Historici uit niet-Engelstalige landen moeten steeds uitleggen waarom hún geschiedenis óók interessant is

Verschenen in Trouw, 25 september 2021

Echt gezellig kun je een online congres niet noemen, maar makkelijk is het wel. Je hoeft niet urenlang op booking.com te zoeken naar hotelkamers die binnen het afdelingsbudget passen, je mist nooit je aansluiting door een vertraagde trein, en je kunt niet verdwalen op zoek naar vergaderruimte a.3.62 of zaal ‘aquamarijn’.

Nee, je kijkt (en geeft) alle lezingen gewoon thuis, achter je eigen laptop. Dichterbij kan niet. Toch lukte het me afgelopen anderhalf jaar nauwelijks om lezingen van collega’s bij te wonen. Congresbezoek in eigen huis is makkelijk, maar heeft ook een nadeel: je mag dan ‘op een conferentie zijn’, je bent nog steeds bijzonder bereikbaar voor collega’s, kinderen en andere stoorzenders.

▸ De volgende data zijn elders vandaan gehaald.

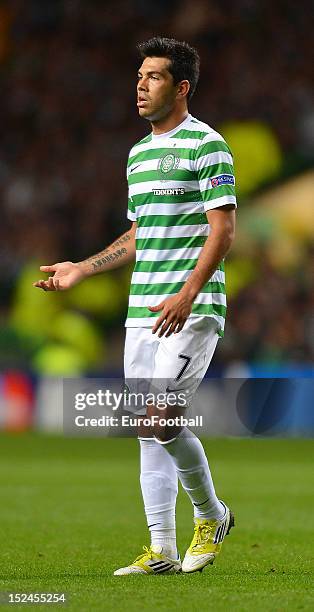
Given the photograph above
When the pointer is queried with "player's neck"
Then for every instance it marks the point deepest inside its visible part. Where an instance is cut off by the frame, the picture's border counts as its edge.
(170, 122)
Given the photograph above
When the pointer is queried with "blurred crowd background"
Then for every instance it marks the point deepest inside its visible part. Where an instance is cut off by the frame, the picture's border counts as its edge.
(68, 118)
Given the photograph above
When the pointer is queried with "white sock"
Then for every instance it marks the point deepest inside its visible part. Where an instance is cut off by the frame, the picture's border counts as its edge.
(159, 484)
(193, 471)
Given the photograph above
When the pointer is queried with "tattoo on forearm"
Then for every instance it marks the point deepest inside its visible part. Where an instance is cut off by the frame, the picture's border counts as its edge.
(102, 261)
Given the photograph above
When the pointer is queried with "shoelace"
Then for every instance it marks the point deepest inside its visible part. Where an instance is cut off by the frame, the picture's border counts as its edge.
(201, 533)
(147, 551)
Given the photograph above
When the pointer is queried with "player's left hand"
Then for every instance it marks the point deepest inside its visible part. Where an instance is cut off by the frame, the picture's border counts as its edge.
(175, 311)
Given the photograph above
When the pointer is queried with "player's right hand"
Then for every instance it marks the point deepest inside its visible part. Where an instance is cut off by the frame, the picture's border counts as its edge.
(65, 275)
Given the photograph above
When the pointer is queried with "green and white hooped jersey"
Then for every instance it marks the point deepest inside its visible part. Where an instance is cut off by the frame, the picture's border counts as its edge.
(173, 179)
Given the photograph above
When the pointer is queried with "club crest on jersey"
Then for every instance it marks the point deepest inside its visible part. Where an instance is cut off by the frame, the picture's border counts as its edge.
(167, 164)
(222, 179)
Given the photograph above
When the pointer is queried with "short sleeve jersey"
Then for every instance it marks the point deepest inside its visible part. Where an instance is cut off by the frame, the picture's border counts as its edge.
(173, 179)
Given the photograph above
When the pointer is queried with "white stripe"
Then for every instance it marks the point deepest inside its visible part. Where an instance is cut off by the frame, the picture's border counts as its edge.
(150, 321)
(148, 186)
(150, 165)
(167, 143)
(216, 157)
(177, 208)
(172, 231)
(217, 202)
(154, 300)
(173, 276)
(154, 278)
(167, 254)
(206, 183)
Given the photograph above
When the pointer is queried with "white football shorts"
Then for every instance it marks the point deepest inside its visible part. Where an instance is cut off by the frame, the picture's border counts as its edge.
(174, 365)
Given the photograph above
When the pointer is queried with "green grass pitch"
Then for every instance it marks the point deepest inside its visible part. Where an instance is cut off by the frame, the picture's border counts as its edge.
(71, 512)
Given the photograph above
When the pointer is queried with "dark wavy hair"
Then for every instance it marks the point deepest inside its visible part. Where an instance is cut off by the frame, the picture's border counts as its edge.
(184, 59)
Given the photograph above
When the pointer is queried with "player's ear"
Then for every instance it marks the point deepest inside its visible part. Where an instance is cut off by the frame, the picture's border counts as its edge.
(183, 89)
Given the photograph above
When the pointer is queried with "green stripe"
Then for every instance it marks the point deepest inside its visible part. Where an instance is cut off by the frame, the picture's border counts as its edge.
(168, 265)
(162, 288)
(205, 147)
(218, 192)
(186, 242)
(197, 135)
(154, 175)
(202, 309)
(150, 198)
(183, 153)
(172, 220)
(215, 169)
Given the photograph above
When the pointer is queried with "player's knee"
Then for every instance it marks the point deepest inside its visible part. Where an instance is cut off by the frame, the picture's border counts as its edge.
(166, 434)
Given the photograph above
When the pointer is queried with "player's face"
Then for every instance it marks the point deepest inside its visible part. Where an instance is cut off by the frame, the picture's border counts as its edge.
(156, 92)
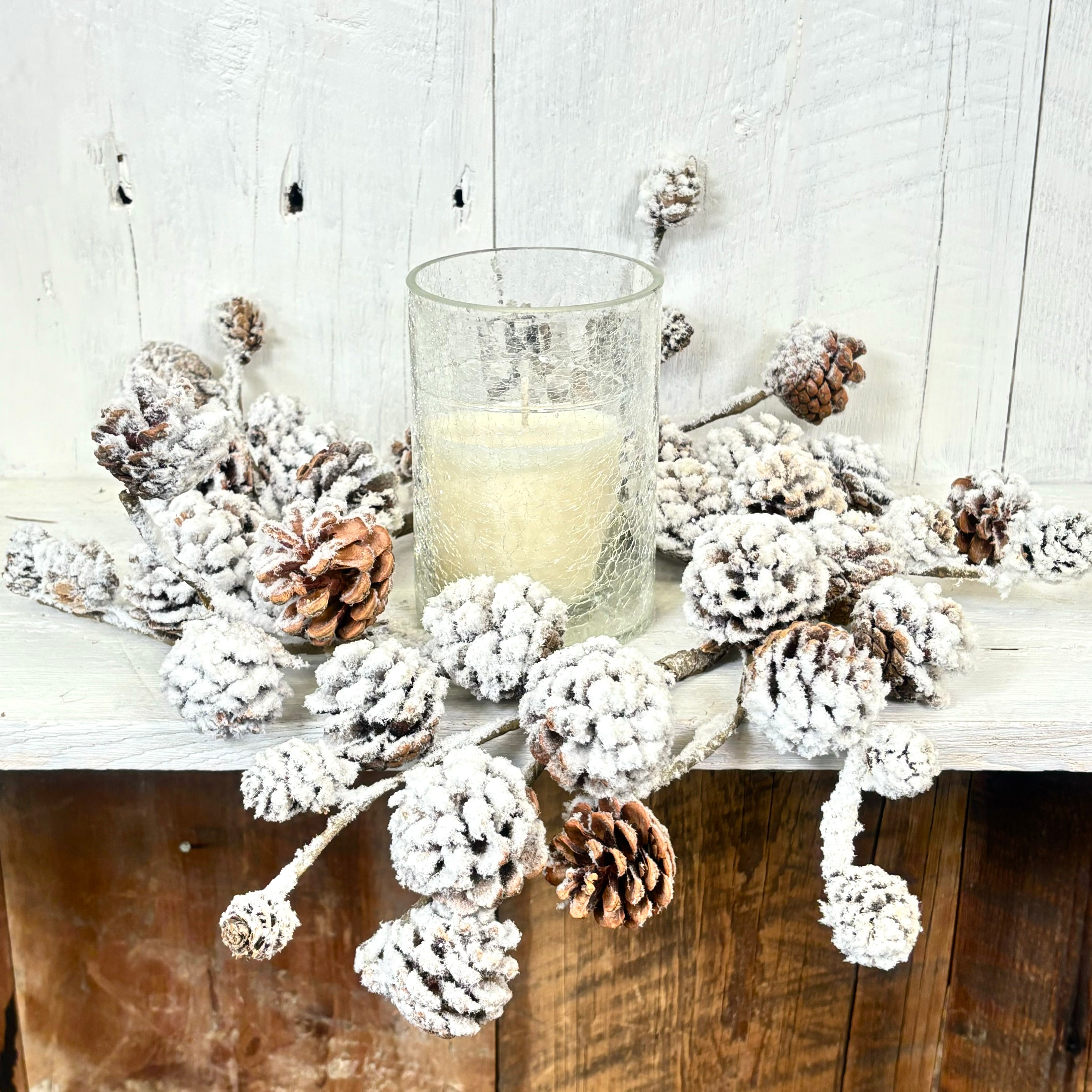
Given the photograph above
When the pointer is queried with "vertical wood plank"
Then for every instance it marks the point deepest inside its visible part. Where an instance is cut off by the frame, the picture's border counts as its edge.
(735, 987)
(124, 980)
(1051, 427)
(895, 1038)
(861, 160)
(1019, 1002)
(377, 112)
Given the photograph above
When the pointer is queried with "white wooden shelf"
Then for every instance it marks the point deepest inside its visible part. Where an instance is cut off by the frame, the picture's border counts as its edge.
(80, 695)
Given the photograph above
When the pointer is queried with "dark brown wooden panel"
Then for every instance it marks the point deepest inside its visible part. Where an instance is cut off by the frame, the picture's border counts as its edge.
(125, 982)
(1018, 1008)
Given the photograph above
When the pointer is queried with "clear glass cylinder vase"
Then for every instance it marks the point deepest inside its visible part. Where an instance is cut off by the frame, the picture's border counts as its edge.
(536, 427)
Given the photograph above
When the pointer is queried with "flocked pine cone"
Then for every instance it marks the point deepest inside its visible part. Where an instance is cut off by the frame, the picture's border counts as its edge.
(402, 450)
(242, 327)
(293, 778)
(614, 861)
(257, 926)
(157, 442)
(671, 194)
(752, 575)
(858, 469)
(166, 360)
(730, 446)
(923, 533)
(487, 636)
(330, 569)
(873, 917)
(447, 973)
(158, 595)
(855, 551)
(899, 763)
(787, 481)
(225, 677)
(982, 506)
(675, 335)
(467, 830)
(812, 692)
(811, 367)
(77, 577)
(281, 442)
(350, 474)
(917, 634)
(382, 701)
(599, 718)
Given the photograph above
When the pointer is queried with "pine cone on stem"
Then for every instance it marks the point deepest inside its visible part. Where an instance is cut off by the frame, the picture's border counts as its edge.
(330, 569)
(615, 862)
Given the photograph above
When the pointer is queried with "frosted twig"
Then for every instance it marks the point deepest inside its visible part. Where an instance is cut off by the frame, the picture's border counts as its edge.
(739, 403)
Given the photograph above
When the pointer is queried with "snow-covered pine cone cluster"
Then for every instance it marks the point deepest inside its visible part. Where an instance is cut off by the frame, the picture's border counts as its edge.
(599, 718)
(486, 636)
(466, 830)
(446, 972)
(380, 701)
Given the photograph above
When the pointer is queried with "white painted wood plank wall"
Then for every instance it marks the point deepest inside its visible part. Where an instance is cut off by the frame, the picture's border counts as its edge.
(917, 173)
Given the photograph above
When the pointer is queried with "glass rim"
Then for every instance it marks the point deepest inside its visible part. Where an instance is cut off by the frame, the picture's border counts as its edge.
(415, 289)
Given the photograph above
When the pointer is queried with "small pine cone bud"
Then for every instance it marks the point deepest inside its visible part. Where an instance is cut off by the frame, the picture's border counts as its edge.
(752, 575)
(166, 360)
(858, 469)
(242, 327)
(982, 506)
(729, 447)
(350, 474)
(690, 496)
(874, 918)
(382, 701)
(787, 481)
(923, 533)
(293, 778)
(225, 677)
(77, 577)
(671, 194)
(486, 637)
(599, 718)
(855, 551)
(675, 335)
(402, 450)
(281, 441)
(157, 442)
(329, 569)
(810, 371)
(811, 692)
(467, 830)
(257, 926)
(447, 973)
(917, 634)
(158, 597)
(615, 861)
(900, 763)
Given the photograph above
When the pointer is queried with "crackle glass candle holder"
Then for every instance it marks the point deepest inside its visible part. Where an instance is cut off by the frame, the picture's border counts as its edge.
(536, 427)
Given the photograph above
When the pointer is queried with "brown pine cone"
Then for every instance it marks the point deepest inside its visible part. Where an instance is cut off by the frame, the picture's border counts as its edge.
(330, 569)
(982, 507)
(616, 863)
(811, 369)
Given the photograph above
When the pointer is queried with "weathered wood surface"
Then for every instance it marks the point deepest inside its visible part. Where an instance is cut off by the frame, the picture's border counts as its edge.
(125, 987)
(1027, 706)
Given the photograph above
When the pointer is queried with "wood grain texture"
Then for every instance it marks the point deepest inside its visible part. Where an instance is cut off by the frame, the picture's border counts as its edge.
(377, 112)
(1018, 1011)
(124, 983)
(1025, 707)
(1050, 435)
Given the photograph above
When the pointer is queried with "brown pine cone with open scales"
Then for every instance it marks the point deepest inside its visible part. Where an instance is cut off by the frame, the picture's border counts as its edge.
(615, 862)
(330, 569)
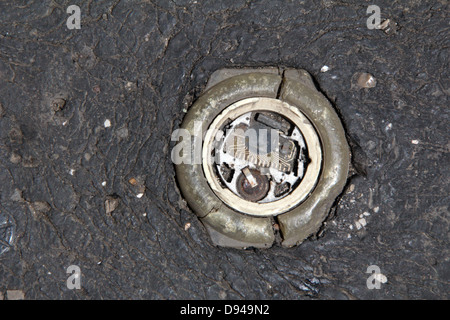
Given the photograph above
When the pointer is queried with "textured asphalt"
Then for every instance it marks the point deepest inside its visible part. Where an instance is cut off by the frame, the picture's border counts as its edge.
(136, 65)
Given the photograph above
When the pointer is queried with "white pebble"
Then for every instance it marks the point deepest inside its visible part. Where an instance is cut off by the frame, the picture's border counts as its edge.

Als ik een week in Lissabon zit, kom ik niet op woensdagmiddag even op en neer om een college over te nemen. Maar als ik gewoon thuis ben, zeg ik geen nee als een collega hulp vraagt. Op congres elders ga ik met plezier naar het conferentiediner, maar thuis roep ik niet naar beneden dat ik niet mee-eet omdat ik in een virtuele borrelruimte zit.

Ik had dus kunnen weten dat het niet zou lukken. Ik had een online conferentie op vrijdag. Als ik er de deur voor uit had gemoeten, had ik oppas geregeld, want vrijdag is mijn peuterdag. Maar nu dacht ik: de enige lezing die ik echt wil horen, is tijdens het middagslaapje, geen probleem. Enfin – driftbui, poepluier, speentje kwijt, knuffel uit bed, lang verhaal kort: vijf minuten voor het einde van de lezing zat ik achter mijn computer, en zoveel te laat durfde ik zelfs online niet binnen te komen.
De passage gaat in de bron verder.